Thursday, July 11, 2013

Review - Asimov's - September 2013, Volume 37 No. 9

Average issue. Let’s dive into the stories.

“The Discovered Country” by Ian MacLeod is another story of reality vs. virtual reality and life vs. death. Ingenious in the concept, I found it dragging quite a bit. I don’t know why it’s the cover story.

“The Unparallel’d Death-Defying Feats of Astoundio, Escape Artist Extraordinarie” by Ian Creasy. Nooooh! Noooooh! Such a good idea was thrown into the sewers! Astoundio is an escape artist of the future and in his last feat is that he wants to escape from nothing less than a black hole! He’s quite cool, he has a plan, the idea is great and the milieu is interesting.

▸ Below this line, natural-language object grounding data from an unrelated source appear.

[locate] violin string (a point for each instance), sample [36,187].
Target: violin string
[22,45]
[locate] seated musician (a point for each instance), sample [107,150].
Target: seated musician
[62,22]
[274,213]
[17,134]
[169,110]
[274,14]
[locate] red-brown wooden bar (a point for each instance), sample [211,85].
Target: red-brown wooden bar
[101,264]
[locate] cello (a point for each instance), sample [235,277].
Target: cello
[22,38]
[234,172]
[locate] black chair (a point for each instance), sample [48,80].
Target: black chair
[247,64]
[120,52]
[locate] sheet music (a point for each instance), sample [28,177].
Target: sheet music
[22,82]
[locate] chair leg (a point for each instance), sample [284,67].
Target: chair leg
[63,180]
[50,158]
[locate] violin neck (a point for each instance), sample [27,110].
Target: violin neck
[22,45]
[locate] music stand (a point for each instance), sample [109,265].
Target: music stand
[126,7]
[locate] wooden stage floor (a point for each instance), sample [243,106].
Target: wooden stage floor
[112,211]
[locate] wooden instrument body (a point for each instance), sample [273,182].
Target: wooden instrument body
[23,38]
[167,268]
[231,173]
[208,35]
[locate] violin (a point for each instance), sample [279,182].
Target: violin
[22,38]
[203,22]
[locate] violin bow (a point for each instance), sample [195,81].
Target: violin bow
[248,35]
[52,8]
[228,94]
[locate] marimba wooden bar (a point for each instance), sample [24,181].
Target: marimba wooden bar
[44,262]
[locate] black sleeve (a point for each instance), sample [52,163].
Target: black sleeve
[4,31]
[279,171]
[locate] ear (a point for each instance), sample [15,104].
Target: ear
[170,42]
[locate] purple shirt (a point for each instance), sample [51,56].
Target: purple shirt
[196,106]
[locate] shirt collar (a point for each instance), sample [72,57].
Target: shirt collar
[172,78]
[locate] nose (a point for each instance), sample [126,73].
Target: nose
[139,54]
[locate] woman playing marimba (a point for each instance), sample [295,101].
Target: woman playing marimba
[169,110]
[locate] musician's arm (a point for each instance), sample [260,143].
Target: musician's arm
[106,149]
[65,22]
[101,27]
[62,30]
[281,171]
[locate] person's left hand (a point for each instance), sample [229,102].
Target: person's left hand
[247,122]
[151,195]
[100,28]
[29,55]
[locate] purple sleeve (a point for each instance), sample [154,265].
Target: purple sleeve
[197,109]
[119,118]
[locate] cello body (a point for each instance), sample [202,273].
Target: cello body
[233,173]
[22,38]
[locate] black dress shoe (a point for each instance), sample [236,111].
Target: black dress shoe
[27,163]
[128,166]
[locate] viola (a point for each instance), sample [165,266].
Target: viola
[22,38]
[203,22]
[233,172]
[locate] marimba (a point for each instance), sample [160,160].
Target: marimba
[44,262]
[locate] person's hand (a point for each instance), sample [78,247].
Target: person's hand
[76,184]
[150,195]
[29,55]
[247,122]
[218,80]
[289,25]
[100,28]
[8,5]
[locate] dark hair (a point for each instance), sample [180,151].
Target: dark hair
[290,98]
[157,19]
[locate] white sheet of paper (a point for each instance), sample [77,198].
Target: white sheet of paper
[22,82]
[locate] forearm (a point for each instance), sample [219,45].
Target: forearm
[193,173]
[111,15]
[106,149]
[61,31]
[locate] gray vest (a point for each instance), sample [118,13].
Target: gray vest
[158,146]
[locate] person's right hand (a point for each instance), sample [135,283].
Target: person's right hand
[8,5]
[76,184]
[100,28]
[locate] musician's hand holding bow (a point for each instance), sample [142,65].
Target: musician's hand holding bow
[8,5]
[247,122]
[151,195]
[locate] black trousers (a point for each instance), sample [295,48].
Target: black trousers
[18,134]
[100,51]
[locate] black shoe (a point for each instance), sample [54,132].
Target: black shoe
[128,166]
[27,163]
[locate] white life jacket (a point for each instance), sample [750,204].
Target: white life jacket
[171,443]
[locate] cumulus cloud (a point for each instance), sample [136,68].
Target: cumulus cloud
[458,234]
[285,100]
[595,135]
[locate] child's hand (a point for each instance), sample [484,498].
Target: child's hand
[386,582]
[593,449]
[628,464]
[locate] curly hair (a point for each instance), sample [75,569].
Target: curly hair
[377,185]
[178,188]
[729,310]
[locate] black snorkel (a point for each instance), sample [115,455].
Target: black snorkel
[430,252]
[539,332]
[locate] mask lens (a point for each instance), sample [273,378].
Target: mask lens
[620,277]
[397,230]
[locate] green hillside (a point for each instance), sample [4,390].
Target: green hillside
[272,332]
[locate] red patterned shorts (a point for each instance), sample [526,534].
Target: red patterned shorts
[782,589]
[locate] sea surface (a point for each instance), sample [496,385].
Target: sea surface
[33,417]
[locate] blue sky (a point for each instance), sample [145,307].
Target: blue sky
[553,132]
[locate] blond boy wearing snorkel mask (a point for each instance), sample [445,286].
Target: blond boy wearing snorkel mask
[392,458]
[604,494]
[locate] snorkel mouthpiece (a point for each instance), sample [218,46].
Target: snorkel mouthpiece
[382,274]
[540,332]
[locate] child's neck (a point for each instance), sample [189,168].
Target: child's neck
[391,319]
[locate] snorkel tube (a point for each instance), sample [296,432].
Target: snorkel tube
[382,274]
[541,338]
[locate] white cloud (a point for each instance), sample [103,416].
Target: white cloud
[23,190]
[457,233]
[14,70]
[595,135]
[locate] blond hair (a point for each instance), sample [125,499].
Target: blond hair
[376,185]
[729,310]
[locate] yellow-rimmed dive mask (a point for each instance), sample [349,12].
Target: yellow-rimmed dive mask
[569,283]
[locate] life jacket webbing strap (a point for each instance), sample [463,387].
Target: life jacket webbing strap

The first part is pure science fiction; we have the spaceship, we have the usual “virtual copies” of people and of course we have the love story. In other words, the reader is gladly willing to leave real world's physics behind so that he can read that Astoundio can actually escape from the black hole. Then, the story is completely ruined when a fantasy-like elements gets thrown in. Death itself is pissed off? A Doppleganger can travel between universes (already a weak plot device) with the spaceship? Come on, please. They require a big leap of faith. However, the ending, with the philosophical and paradoxical questions, is all right.

“A Hole in the Ether” by Benjamin Crowell. It’s the best of this issue. By far. Dedicated to Ray Bradbury, it’s full of “bradburian” references; Venus is mentioned and my guess is that it is a hidden homage to “All summer in a day”. I am not a Bradbury affecionado, but all the elements are there, inspired clearly by Fahrenheit 451. The story is very dystopian and I recommend its reading.

“What we Ourselves are not” by Leah Cypess. A story about differences and cultural values. Interesting concept.

“As yet untitled” by James Sallis is flash fiction. Nice read.

 “The Universe we Both Dreamed Of” by Jay O’Connell is a nice read about a guy interviewed by a girl. Or is she an alien? He doesn’t know.

“What Changes You, What Takes You Away” by Dominica Phetteplace is the story of a girl with Down Syndrome that gets in contact with an alien. The extraterrestrial’s appearance is like that of a human. A short story about being beautiful and somehow appreciated.